I have a 2008 Mac Pro running High Sierra and an iMac 2020 running Monterey connected to it across the network. I don't see your problem (probably because I don't have external disks attached to the mac Pro) but I have noticed that the network will spontaneously drop every so open, especially if I'm doing a long search of the Mac Pro drives from the iMac.

My suspicion is that Apple has borked file sharing in the latest releases of the macOS but doesn't deem it worthy of a fix.
My network connection is pretty solid tbh. But yes, I also think Apple just doesn't care about computers on newer OS's being able to access files on an older one TBH. Maybe for the first time ever I'll try one of those open-whatever hacked OS's on my Mac Pro... I DO have an extra SSD I can pop in for the test (then switch back to the original if it doesn't work...). *edit, actually, OpenCore seems a bit too much for me so probably not lol
 
Maybe for the first time ever I'll try one of those open-whatever hacked OS's on my Mac Pro... I DO have an extra SSD I can pop in for the test (then switch back to the original if it doesn't work...). *edit, actually, OpenCore seems a bit too much for me so probably not lol
Instead of OpenCore you should try the OpenCore Legacy Patcher. It determines the best settings for your rig and then installs, doing all the legwork for you. Very easy to do.

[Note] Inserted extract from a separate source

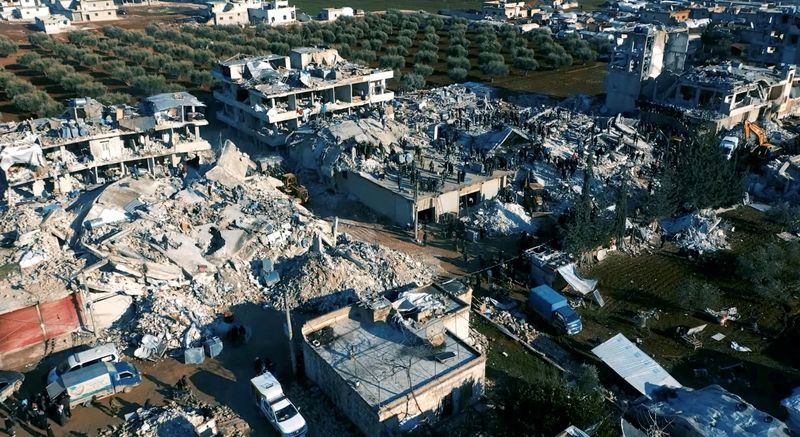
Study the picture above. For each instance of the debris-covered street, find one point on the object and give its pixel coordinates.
(243, 219)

Mr Macintosh has a lot of videos on YouTube showing the process.
 
I get drwxrwxr-x@" as the permissions for every folder. … On the EXTERNAL … that one says "drwxrwxrwx" as the permissions - and as soon as I access that external drive, the internal drive disappears.

This one is really confounding, then, because the permissions look wide open, especially the read. You should be able to see them.

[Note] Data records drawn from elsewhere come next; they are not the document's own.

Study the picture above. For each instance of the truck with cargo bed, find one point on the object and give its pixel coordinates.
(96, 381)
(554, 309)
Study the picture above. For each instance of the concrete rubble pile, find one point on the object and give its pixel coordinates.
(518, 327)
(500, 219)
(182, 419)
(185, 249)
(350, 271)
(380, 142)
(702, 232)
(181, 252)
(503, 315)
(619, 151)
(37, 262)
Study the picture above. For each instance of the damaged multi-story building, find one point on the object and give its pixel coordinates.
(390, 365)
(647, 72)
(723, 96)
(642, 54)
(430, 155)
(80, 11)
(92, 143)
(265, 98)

The one remaining question, then, is whether the ExFat drive is using a master boot record partition, versus GUID or Apple partition. And if not using master boot record on the ExFat drive, well, I don’t think it’s your files.

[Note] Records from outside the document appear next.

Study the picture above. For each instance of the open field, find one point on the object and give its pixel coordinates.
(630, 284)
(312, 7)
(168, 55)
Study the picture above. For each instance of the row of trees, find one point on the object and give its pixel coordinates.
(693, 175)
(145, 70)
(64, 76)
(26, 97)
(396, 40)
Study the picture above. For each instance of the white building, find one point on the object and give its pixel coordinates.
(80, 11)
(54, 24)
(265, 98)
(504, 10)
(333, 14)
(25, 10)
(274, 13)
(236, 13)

Let us know if you figure this one out. Because these issues absolutely do come up when networking OSX/Macs, even today.
 
The one remaining question, then, is whether the ExFat drive is using a master boot record partition, versus GUID or Apple partition. And if not using master boot record on the ExFat drive, well, I don’t think it’s your files.

Let us know if you figure this one out. Because these issues absolutely do come up when networking OSX/Macs, even today.
This doesn't only happen on the ExFat drive (which is GUID btw), but on multiple other external drives as well (formatted mac). Also doesn't matter which USB ports I use (stock front or rear, add-on USB 3 cards, USB 3 card pulled, whatever).

Already formatted the HDD and reinstalled the OS from scratch too (on the Ventura mac mini computer connecting to it as well!)... it's either some funky hardware issue of this particular/exact Mac Pro, or is a macOS compatibility issue which only seems to effect Mac Pro's (as my mac mini, the one time I tried it, was fine). Apple's engineers also seem to not have a clue... (started a ticket on this a while ago since I have AppleCare on the new Mac mini).